Builder confidence in the market for newly built, single-family homes stayed positive in July, even though there was a bit of slippage.
“The economic fundamentals are in place for continued slow, steady growth in the housing market,” said NAHB Chief Economist Robert Dietz. “Job creation is solid, mortgage rates are at historic lows and household formations are rising. These factors should help to bring more buyers into the market as the year progresses.”
The HMI, which is derived from a monthly survey, gauges builder perceptions of current single-family home sales and sales expectations for the next six months as “good,” “fair,” or “poor.” The survey also asks builders to rate traffic of prospective buyers as “high to very high,” “average” or “low to very low.” Scores for each component are then used to calculate a seasonally adjusted index where any number over 50 indicates that more builders view conditions as good than poor.

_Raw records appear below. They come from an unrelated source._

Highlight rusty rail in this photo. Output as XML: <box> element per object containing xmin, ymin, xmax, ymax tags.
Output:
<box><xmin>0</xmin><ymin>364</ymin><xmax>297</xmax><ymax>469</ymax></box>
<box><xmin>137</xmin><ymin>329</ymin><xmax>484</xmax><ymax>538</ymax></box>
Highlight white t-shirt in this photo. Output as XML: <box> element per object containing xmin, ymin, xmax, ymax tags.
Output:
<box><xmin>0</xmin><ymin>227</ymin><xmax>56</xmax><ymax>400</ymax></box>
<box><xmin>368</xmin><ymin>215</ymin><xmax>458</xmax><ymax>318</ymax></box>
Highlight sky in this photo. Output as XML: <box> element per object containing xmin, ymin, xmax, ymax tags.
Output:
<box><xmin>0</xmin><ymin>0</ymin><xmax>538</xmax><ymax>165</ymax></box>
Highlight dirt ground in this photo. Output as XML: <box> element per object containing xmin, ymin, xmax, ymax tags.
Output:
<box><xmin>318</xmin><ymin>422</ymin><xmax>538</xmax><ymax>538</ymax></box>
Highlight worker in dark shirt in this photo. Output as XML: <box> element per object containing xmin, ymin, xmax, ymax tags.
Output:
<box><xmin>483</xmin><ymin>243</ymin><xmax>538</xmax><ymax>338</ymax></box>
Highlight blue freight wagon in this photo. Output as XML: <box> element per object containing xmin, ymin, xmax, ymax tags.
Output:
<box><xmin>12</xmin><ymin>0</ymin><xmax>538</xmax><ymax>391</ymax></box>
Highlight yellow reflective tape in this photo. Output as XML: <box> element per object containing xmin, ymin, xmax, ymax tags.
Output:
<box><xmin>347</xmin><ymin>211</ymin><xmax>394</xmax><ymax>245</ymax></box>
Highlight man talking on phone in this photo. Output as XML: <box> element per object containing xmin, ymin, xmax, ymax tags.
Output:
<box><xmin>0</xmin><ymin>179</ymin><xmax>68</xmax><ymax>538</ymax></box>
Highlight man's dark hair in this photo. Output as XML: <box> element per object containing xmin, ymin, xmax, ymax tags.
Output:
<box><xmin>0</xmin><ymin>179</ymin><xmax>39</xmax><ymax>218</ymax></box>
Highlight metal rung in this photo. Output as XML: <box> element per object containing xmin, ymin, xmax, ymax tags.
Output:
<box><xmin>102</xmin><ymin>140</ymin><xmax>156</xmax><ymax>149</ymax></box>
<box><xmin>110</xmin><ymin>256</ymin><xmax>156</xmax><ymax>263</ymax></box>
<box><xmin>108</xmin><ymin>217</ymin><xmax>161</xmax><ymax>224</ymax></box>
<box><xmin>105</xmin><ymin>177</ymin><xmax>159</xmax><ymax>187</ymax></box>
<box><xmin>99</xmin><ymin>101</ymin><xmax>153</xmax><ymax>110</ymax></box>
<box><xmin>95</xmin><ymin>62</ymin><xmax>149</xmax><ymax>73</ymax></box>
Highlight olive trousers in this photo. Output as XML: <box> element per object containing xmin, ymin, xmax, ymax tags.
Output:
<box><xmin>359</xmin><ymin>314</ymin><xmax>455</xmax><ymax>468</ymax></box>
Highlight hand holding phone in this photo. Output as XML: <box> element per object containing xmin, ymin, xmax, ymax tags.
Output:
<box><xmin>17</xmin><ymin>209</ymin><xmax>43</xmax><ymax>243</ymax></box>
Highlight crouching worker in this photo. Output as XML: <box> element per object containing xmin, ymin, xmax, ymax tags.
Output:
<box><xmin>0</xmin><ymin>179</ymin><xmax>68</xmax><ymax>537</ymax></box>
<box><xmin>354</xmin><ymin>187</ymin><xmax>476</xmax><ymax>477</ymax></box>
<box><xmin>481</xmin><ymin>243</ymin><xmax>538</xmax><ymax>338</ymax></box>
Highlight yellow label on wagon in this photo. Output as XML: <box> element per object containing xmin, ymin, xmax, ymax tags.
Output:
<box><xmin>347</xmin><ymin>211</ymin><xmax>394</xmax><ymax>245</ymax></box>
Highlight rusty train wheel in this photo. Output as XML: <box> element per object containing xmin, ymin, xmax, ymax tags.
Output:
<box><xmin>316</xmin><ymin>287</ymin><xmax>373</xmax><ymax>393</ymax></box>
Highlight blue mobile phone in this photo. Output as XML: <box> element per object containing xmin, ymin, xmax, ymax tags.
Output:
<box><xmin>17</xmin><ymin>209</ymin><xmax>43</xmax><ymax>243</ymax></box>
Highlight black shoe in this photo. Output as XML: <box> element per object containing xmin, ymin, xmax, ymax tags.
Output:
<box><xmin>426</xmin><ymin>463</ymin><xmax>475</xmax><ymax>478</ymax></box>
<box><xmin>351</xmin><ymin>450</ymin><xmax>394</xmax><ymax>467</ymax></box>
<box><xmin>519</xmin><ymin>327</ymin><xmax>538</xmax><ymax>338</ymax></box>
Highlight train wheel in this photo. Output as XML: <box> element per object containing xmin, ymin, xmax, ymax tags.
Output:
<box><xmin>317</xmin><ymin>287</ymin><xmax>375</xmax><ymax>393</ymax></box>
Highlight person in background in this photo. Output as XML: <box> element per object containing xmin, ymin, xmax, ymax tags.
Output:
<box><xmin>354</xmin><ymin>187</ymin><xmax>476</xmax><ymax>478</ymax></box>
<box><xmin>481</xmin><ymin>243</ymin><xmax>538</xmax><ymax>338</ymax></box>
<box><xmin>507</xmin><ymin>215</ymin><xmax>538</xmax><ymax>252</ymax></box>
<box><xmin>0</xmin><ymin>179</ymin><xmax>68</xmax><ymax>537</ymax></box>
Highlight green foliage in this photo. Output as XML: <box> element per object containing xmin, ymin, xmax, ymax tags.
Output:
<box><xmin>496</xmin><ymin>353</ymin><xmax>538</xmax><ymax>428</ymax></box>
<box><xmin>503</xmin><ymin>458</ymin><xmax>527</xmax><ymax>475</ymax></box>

All three HMI components edged lower in July. The components measuring current sales expectations and buyer traffic each fell one point to 63 and 45, respectively. The index measuring sales expectations in the next six months dipped three-points to 66.
The three-month moving averages for regional HMI scores held steady. The Northeast, Midwest, and South were unchanged at 39, 57, and 61, respectively. The West edged one point higher to 69.
“For the past six months, builder confidence has remained in a relatively narrow positive range that is consistent with the ongoing gradual housing recovery that is underway,” said NAHB Chairman Ed Brady. “However, we are still hearing reports from our members of scattered softness in some markets, due largely to regulatory constraints and shortages of lots and labor.”